Mueller’s team added granularity to the topics it originally discussed with the defense team months ago, like the firing of FBI Director James Comey, according to one of the sources. This time around, for instance, the prosecutors said they would ask about Attorney General Jeff Sessions’ involvement in the Comey dismissal and what Trump knew about national security adviser Michael Flynn’s phone calls with then-Russian Ambassador Sergey Kislyak in late December 2016.
The meeting makes clear that Mueller’s investigation into contact between Russians and the Trump campaign and other criminal matters isn’t likely to end anytime soon and still may focus on Trump and what he knew. The meeting and its revelations also have unleashed a new level of Trump’s public hostility toward Mueller, even while some of the President’s advisers show a willingness to negotiate Trump’s testimony.
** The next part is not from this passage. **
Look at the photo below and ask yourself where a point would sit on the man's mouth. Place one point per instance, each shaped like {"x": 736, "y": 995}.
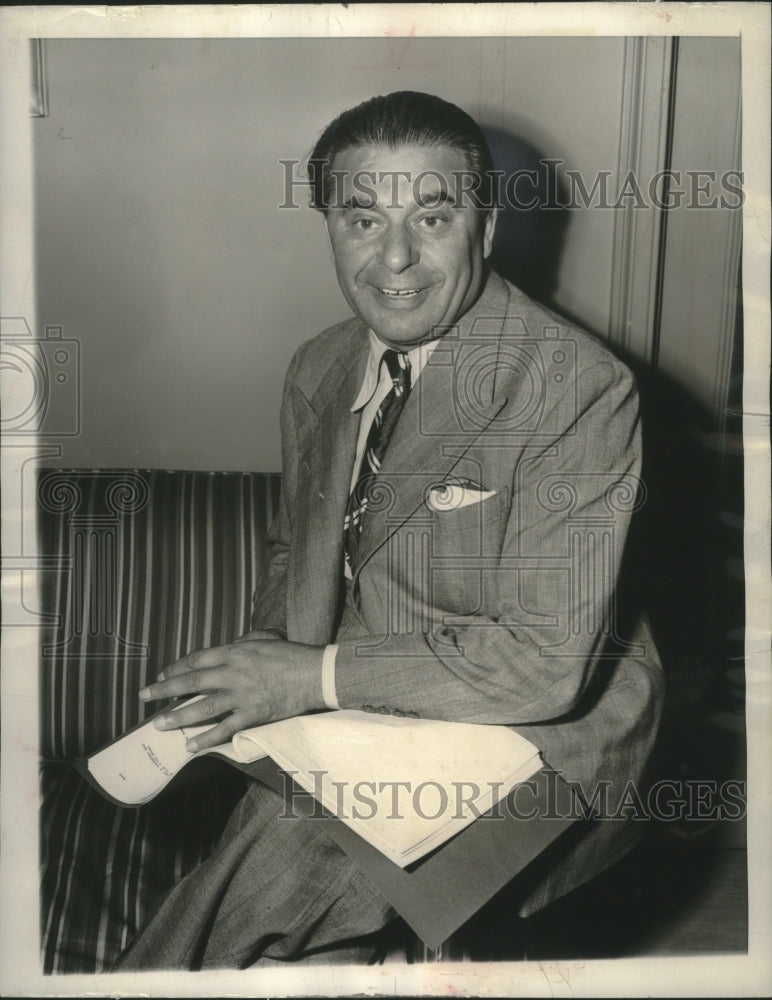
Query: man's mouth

The President’s attorneys sent the special counsel a summary of evidence they had turned over to prosecutors already, a practice they’ve followed multiple times throughout the investigation. Mueller himself didn’t attend the meeting. But prosecutors including former Watergate prosecutor James Quarles III gave Trump’s lawyers enough detail that the President’s team wrote a memo with possible questions they expect to be asked of him.
One source familiar with the matter said the President has vacillated on agreeing to an interview in recent months. Trump was interested in speaking with Mueller’s team if the probe would end soon, as his lawyers had long promised, another source said. But once the President realized Mueller’s work isn’t nearing a conclusion, he’s become more agitated and has lashed out on Twitter.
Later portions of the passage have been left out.